I don't know what you used for flux, but sawdust is really the best thing you can use for lots of reasons. Use lots of it, let it smolder and mix the lead through it over and over, when it's a grey ash, skim it off and do it again. Light the smoke from the sawdust if you can, that helps reduce the oxides of tin, antimony, and lead back into the melt.

There are two ways you can remove tin from the alloy, so don't let anyone tell you it isn't possible: You can heat the alloy above 750 degrees F and keep skimming the dross off (it will have a much higher percentage of tin in oxide form in it than the molten alloy will), and you can use borate flux. Borates, like Marvellux, will soak up lots of impurities you don't want in your melt, but will also absorb tin oxide like crazy. If you use such a thing to flux your alloy, "reduce" all the oxides first with sawdust or grease/wax/oil, since the borate glass won't absorb tin as an element, only the oxide form.

Gear

Sloffie
06-24-2012, 05:29 PM
Today I threw everything back into the pot and let it melt. Also chucked the "dross" back in.

I let it heat up pretty good and I waited and waited and waited but the silver sludge did not melt into the melt. It kept floating on top. I even cranked the heat up to full.

http://i199.photobucket.com/albums/aa65/Mr_schark/Casting/Sludge.jpg

I was really puzzled as the lead was getting very hot and there was no change. The weird thing is I did not have any saw dust at hand. Usually the whole shop is full of the stuff, but I had the luck that it was cleaned recently. ;)
So I grabbed a piece of pine cut off and stirred the melt with it. All of a sudden the sludge became gray dust and the lead and other metals mixed back in. Scooped off the dross and fluxed again using the stick. Worked like a charm. It formed a nice layer of carbon dust on top which later turned orange.
Also my ingots look very nice now since I was more patient. ;)

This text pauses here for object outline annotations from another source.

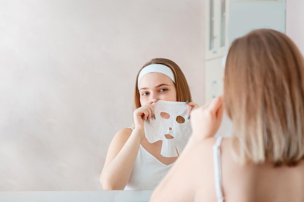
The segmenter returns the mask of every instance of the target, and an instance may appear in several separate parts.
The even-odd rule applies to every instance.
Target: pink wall
[[[286,34],[304,55],[304,0],[286,1]]]

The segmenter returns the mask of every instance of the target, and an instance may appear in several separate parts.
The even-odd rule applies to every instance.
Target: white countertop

So far I only have a Lyman .50cal MAXI Ball mold, still waiting for my LEE mold for the .303. So I tested the WW alloy by casting a few MAXI's. They will go back into the pot as they will not work with the Muzzle Loader. I must say I am pretty chuffed with how they came out:

http://i199.photobucket.com/albums/aa65/Mr_schark/Casting/MAxiHardCast.jpg

Oh yes and thank you for all the advice, was really helpful!

Rattlesnake Charlie
06-24-2012, 05:51 PM
Once again, the advice freely given on CastBoolits proves invaluable.

geargnasher
06-25-2012, 09:52 PM
It was probably just oxides then if the carbon from the stick took care of it. Oxide scum can get coated with molten metal and sort of encapsulated, it's impossible to break it up without chemically reverting the oxides back to elemental metal. Once you introduce a sacrificial reducant like the stick or sawdust, the oxygen lets go and the stuff melts right back in leaving only ash residue. Glad that fixed it, it was definetely not zinc!

Gear

Defcon-One
06-26-2012, 12:13 AM
You are learning fast!

Nice looking bullets and a nice new Avatar, too!

Enjoy,

DC-1

Sloffie
06-26-2012, 04:44 AM
Thanks! I was very relieved when everything melted back in. I do not have experience with hard lead, only pure lead. That is why I was confused.
On my first avatar, that was one of the very first bullets that I cast years ago. Should have taken a photo of my more recent casts, but they are full of lube.

Springfield
06-26-2012, 02:19 PM
Until you get a thermometer, my rule of thumb is if the sawdust doesn't burn easily when spread on top then the lead is not hot enough.